The results of the screening:

  • 6% disclosed current physical, sexual, or psychological abuse (being threatened, stalked, controlled, or in any other way made to feel unsafe); 10.7% disclosed lifetime abuse.
  • 8.5% disclosed that they did not want the pregnancy
  • 7.5% were experiencing very high current stress
  • 12% had depressive symptoms
  • Exposure to or use of alcohol, drugs, tobacco were also reported

One or more psychosocial risk factors were reported by 40% of those screened and almost 8% reported more than two risk factors.

When queried, 50% of nurses and 20% of attending physicians, residents, or fellows responded that they thought their patients benefitted from screening.

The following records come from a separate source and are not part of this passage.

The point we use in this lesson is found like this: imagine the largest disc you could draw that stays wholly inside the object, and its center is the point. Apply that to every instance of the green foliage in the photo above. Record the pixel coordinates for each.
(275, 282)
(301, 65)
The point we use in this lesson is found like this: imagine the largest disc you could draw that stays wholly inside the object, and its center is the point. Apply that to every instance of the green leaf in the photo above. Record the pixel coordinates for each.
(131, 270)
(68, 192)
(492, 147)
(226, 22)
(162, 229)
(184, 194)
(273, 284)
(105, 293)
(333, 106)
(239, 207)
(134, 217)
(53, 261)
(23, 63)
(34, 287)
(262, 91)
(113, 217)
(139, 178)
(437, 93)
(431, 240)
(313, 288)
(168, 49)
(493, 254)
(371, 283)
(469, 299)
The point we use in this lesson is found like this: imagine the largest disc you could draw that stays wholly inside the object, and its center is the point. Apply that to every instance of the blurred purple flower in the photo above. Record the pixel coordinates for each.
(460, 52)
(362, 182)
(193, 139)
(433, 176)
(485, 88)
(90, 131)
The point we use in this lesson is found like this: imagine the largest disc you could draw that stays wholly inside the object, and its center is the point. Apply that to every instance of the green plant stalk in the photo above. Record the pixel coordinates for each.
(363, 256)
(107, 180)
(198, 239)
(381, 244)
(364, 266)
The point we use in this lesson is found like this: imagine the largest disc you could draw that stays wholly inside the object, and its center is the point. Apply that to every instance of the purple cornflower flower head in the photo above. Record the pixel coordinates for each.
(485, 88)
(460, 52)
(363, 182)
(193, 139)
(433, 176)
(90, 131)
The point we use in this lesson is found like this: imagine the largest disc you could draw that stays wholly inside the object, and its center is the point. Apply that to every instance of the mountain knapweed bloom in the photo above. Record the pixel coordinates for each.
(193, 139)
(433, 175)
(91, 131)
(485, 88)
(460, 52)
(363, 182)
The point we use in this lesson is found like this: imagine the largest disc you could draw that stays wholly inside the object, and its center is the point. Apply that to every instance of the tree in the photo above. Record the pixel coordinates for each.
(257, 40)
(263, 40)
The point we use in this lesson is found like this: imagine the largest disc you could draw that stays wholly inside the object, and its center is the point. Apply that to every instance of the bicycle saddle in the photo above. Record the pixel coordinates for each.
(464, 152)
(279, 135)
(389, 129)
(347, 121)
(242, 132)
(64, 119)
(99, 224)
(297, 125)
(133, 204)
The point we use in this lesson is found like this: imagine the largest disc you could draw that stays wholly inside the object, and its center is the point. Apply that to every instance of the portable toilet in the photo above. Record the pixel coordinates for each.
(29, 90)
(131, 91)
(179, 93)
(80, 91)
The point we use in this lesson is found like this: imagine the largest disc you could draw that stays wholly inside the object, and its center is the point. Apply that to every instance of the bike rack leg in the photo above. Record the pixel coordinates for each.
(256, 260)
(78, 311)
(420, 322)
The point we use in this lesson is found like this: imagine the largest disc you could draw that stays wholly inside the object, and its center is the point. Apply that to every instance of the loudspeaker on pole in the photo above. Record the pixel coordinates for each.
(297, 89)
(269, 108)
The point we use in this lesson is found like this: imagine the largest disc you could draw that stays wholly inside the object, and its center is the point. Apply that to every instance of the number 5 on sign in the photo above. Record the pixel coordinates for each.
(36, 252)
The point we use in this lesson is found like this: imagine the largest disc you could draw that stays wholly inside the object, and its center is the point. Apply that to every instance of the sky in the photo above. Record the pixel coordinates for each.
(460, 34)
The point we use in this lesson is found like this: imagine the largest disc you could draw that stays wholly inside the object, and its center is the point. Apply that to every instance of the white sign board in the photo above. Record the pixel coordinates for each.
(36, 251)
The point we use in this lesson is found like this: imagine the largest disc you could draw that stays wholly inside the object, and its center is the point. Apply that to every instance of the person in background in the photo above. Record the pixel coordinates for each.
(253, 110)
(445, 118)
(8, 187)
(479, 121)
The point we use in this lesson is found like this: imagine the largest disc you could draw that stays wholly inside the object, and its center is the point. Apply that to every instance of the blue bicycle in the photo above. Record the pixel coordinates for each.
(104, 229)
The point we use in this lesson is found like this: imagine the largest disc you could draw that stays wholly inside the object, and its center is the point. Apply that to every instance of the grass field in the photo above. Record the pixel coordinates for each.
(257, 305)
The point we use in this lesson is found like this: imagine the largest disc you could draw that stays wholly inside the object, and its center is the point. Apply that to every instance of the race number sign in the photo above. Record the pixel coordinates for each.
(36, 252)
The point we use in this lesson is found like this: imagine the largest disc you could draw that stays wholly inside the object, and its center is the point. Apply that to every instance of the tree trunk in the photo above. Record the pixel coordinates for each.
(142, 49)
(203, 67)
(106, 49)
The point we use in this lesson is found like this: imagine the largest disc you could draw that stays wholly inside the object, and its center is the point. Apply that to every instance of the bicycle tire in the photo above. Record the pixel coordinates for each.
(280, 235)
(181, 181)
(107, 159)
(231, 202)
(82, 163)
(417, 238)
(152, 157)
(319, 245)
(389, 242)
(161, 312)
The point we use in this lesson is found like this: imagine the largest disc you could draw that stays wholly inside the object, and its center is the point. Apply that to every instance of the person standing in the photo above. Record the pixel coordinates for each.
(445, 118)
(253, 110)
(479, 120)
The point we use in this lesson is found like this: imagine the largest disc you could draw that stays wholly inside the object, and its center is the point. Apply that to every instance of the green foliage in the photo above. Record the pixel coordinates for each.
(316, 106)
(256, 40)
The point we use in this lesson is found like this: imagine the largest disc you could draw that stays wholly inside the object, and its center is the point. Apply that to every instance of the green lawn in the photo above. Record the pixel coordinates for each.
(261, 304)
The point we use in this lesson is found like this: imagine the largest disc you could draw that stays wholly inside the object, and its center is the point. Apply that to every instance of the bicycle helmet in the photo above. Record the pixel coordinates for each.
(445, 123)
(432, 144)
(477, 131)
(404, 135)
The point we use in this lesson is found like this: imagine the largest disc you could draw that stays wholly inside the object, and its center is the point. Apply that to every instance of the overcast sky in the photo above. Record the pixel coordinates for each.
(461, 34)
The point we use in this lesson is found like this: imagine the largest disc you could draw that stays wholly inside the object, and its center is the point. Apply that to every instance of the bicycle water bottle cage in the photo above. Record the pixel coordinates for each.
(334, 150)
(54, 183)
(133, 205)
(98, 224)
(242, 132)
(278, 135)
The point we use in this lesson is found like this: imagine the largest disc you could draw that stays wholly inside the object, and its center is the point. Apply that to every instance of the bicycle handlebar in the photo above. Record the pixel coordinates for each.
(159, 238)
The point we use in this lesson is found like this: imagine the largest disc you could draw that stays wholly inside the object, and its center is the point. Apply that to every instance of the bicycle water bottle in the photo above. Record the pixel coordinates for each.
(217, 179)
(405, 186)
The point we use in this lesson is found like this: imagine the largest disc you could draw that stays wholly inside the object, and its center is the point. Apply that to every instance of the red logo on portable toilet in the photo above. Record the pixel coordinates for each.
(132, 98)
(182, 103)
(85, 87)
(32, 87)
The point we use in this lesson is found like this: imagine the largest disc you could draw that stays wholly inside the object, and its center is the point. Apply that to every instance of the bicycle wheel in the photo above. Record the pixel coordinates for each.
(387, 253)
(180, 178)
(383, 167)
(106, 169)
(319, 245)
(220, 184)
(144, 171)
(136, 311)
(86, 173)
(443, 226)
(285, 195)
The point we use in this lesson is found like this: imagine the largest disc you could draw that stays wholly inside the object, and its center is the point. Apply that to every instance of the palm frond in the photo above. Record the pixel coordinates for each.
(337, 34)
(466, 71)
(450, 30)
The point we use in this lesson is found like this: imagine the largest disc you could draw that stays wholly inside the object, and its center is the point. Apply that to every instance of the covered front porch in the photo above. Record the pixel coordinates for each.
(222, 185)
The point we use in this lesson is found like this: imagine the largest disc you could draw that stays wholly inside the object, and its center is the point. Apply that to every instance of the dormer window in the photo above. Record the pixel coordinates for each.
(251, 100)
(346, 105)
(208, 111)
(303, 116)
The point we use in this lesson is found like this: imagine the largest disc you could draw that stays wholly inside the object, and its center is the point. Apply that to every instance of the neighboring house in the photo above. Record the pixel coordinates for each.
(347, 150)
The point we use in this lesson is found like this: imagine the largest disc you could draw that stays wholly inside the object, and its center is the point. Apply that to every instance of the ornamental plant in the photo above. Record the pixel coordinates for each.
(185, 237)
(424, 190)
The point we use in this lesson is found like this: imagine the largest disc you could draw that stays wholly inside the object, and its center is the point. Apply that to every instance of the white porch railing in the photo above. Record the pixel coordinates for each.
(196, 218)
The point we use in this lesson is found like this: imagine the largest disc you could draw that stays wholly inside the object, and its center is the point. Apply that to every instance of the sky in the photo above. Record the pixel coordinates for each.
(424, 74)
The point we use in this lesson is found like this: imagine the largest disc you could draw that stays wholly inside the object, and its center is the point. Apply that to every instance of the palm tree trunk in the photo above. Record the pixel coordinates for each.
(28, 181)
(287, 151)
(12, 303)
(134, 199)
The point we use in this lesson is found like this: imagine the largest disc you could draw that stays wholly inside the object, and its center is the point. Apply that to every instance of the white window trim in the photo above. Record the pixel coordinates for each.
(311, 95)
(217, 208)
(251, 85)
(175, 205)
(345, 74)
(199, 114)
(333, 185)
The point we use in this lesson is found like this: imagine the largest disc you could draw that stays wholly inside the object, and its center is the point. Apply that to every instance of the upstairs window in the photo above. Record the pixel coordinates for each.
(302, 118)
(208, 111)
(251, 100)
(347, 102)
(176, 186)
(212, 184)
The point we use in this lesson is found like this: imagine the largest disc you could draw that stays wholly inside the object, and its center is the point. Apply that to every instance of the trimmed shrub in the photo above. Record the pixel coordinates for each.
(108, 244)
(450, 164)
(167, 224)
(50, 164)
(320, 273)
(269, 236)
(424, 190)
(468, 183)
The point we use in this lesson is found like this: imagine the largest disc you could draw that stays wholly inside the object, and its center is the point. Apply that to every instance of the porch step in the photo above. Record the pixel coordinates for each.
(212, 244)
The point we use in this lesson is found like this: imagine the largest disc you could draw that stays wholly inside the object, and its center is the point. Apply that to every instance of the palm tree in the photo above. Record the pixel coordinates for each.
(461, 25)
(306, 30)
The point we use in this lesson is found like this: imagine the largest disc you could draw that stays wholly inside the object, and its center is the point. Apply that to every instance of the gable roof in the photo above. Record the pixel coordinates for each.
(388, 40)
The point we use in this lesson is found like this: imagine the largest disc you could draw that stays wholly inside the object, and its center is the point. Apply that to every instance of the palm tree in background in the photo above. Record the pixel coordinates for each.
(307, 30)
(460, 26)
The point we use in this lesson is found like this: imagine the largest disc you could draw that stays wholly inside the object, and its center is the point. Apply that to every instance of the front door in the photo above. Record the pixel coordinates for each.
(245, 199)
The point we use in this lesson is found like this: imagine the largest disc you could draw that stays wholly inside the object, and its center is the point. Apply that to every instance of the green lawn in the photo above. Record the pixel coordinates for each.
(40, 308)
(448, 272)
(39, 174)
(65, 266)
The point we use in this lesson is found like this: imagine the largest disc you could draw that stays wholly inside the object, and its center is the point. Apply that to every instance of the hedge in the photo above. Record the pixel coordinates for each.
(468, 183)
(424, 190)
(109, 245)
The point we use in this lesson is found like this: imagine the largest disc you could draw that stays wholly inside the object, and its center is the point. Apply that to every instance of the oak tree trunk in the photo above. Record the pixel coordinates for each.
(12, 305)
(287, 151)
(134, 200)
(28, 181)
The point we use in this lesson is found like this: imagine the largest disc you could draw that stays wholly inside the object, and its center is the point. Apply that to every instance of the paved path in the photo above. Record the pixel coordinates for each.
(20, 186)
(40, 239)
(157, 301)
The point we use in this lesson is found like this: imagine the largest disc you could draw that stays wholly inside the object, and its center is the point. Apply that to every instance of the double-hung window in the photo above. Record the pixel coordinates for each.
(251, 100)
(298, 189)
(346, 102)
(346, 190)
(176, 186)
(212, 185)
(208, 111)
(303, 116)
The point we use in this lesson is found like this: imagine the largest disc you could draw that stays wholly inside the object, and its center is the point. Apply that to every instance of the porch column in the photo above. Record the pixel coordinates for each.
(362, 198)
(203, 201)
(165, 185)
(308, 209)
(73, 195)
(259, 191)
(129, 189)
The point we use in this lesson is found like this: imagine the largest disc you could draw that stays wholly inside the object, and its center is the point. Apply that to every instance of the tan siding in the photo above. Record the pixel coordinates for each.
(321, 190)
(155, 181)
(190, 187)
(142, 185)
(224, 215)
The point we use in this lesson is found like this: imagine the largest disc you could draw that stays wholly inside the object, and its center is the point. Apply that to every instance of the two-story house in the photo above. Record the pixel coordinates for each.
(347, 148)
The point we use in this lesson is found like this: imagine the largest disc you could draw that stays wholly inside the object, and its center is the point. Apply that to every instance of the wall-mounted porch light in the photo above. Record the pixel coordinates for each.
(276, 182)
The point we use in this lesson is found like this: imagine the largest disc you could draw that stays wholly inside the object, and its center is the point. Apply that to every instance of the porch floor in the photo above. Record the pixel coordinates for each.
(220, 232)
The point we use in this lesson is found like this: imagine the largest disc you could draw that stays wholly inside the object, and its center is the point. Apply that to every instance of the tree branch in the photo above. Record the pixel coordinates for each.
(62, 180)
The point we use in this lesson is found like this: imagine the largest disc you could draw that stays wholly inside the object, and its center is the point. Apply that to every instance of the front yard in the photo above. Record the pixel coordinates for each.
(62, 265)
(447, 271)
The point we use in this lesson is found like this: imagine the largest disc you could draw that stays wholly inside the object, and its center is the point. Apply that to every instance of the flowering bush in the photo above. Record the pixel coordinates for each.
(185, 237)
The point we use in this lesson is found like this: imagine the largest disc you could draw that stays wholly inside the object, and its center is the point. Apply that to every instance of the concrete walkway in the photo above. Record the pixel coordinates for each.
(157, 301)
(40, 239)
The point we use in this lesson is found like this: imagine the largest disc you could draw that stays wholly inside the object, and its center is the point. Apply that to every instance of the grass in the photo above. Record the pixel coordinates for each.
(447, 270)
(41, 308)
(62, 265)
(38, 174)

Many noted, however, that it is hard to find time and a private place to do the screening and most thought having a social worker or on-site counselor available to provide immediate help, particularly with development of a safety plan would be beneficial. [Hopefully, a further study will explore why so many of the docs didn’t think the program was beneficial, particularly since they really didn’t have to do much to make the program work.]

 

 

The challenges of a universal screening program

The authors of the paper conclude by discussing four challenges that need to be addressed when setting up a universal screening program:

1.  Understand your State’s Mandatory Reporting law.  In Kentucky, spousal abuse must be reported to the Kentucky Department of Community Based Services.  Not only were the nurses provided education on the law, they were also provided with a script to help them appropriately comply with the law while still keeping the patient and in control of what happens with respect to the response to the reporting.  An example of the script can be found in the article.

2.  Finding a private time/space to safely screen.  Because family members, including the abuser, may accompany the patient to the clinic visit, it was important to establish a “solo” visit policy whereby family members are not allowed in the examination room

3.  Finding the time needed to screen and refer patients.  Screening itself only took about 2 minutes, however responding to disclosures, developing a safety plan, and making appropriate referrals could be quite time consuming.  [Here, I would like to suggest that the clinics enter into a contract with local service providers to do this part of the intervention.  It would free clinic staff from this time consuming task and provide the patient with access to an expert in the topic.  Another benefit would be a contractual revenue stream for the service providers that could allow them to increase staff and spend less time fund-raising….altogether a win-win-win.]

4.   Building comfort and confidence in nurses’ ability to screen and refer.  During the course of the study, the nurses asked for and received additional in-services in which community based providers participated, including the Executive Director of the local domestic violence shelter, representatives of the local Rape Crisis Center, police, social workers, and in-patient substance abuse treatment facilities staff.  [Again, perhaps some of this effort could be minimized by contracting with service providers instead.]

What I like about this study is that it shows that taking a systems approach to psychosocial screening can rapidly lead to impressive compliance with the goal of universally screening all new obstetrics patients.   This approach was obviously greatly facilitated by embedding the screening instrument in the EMR.  By studying the implementation, the authors have identified some areas where further work needs to be done to get the universal screening functioning as smoothly and efficiently as possible.

But it shows that screening can be done.  We know it should be done.   Now, we just have to do it.